Carnaval
Dez marchinhas de Carnaval que marcaram a história da folia no Brasil
As marchinhas de Carnaval são parte essencial da memória afetiva da festa brasileira. Com letras irreverentes, críticas sociais bem-humoradas e refrões que atravessam gerações, elas embalam blocos de rua, bailes e desfiles desde o início do século XX.
Redação
As marchinhas de Carnaval são parte essencial da memória afetiva da festa brasileira. Com letras irreverentes, críticas sociais bem-humoradas e refrões que atravessam gerações, elas embalam blocos de rua, bailes e desfiles desde o início do século XX. Para celebrar a tradição, o Jornal A Cena preparou uma lista com 10 marchinhas clássicas que continuam vivas no imaginário popular.
1. “Ó Abre Alas” – a pioneira do Carnaval
Composta por Chiquinha Gonzaga em 1899, “Ó Abre Alas” é considerada a primeira marchinha carnavalesca do Brasil. A canção abriu caminho para o gênero e se tornou símbolo da folia, sendo entoada até hoje em blocos de todo o país.
2. “Mamãe Eu Quero” – sucesso internacional
Popularizada na voz de Carmen Miranda, a marchinha “Mamãe Eu Quero” (1937) ultrapassou as fronteiras do Brasil e virou hit mundial. Seu refrão contagiante segue como um dos mais reconhecidos do Carnaval.
3. “Allah-lá-ô” – o clássico dos anos 40
Gravada por Carlos Galhardo, “Allah-lá-ô” (1940) tornou-se um marco do repertório carnavalesco. A música mistura humor e referências culturais que refletem o espírito irreverente da época.
4. “Cachaça Não é Água” – irreverência e crítica social
Com humor típico das marchinhas, a canção eternizada por Carmen Costa brinca com o imaginário popular e expõe, de forma leve, aspectos da vida cotidiana brasileira.
5. “Me Dá um Dinheiro Aí” – o grito da folia
Lançada em 1959 e interpretada por Moacyr Franco, a marchinha “Me Dá um Dinheiro Aí” virou tradição nas ruas, com seu pedido bem-humorado que ainda ecoa nos blocos de Carnaval.

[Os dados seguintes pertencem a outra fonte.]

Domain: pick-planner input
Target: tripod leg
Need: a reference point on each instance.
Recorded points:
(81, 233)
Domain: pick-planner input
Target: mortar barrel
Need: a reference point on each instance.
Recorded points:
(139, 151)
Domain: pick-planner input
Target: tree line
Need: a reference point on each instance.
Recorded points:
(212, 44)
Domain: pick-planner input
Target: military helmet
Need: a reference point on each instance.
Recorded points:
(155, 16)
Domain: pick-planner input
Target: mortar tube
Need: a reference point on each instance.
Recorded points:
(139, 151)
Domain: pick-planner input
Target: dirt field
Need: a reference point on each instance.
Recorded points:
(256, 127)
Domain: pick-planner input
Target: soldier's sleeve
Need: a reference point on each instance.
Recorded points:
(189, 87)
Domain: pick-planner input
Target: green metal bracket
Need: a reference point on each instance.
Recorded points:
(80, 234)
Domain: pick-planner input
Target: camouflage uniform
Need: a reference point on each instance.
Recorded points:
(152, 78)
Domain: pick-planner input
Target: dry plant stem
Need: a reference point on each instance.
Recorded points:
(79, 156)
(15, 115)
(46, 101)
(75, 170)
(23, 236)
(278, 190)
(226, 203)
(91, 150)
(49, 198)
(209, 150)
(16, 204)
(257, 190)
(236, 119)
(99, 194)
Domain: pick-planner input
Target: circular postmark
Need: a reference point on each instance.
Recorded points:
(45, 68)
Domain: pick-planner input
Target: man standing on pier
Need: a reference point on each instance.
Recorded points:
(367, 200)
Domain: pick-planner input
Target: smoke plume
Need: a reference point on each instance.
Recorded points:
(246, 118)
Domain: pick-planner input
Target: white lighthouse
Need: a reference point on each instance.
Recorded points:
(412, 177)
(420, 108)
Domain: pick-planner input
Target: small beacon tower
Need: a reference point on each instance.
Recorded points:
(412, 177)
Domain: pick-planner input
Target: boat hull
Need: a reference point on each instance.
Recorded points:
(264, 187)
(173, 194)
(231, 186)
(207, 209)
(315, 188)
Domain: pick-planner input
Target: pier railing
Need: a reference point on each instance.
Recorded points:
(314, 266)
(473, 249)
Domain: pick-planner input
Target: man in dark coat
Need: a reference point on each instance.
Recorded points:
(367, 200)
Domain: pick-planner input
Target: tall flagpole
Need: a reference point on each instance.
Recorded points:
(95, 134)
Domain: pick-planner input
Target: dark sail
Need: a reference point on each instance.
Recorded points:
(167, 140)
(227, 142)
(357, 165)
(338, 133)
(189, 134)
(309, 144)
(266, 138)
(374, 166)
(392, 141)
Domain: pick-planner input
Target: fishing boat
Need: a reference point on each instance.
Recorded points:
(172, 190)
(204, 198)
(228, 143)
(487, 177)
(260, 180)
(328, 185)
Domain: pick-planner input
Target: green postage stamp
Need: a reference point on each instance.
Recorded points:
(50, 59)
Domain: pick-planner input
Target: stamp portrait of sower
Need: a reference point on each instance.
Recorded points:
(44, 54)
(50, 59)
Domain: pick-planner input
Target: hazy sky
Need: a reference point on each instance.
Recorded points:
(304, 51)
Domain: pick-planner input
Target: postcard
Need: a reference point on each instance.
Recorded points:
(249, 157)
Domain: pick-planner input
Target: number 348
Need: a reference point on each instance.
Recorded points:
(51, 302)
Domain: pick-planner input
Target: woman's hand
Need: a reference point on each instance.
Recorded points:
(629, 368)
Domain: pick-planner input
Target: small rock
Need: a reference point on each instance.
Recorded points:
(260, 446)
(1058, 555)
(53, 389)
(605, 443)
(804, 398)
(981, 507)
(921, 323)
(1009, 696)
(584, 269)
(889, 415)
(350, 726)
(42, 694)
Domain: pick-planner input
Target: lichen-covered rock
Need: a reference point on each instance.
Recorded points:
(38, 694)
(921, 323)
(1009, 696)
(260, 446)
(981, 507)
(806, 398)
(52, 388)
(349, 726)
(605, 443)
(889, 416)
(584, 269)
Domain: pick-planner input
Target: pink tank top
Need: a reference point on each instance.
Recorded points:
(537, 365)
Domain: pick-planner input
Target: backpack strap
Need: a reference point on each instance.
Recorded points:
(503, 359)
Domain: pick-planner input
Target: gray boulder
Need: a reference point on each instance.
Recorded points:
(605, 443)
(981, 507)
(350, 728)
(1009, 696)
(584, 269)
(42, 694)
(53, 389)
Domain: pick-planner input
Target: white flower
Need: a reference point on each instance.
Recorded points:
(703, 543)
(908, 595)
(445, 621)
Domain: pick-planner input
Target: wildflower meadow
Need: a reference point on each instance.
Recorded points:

6. “Aurora” – romantismo em ritmo de marchinha
Gravada por Mário Lago e parceiros, “Aurora” traz uma pegada mais sentimental, mostrando que o gênero também comporta lirismo e emoção em meio à festa.
7. “Cidade Maravilhosa” – o hino do Rio em ritmo carnavalesco
Oficialmente consagrada como hino da cidade do Rio de Janeiro, a marchinha exalta a beleza e o espírito festivo carioca, sendo presença constante em desfiles e blocos.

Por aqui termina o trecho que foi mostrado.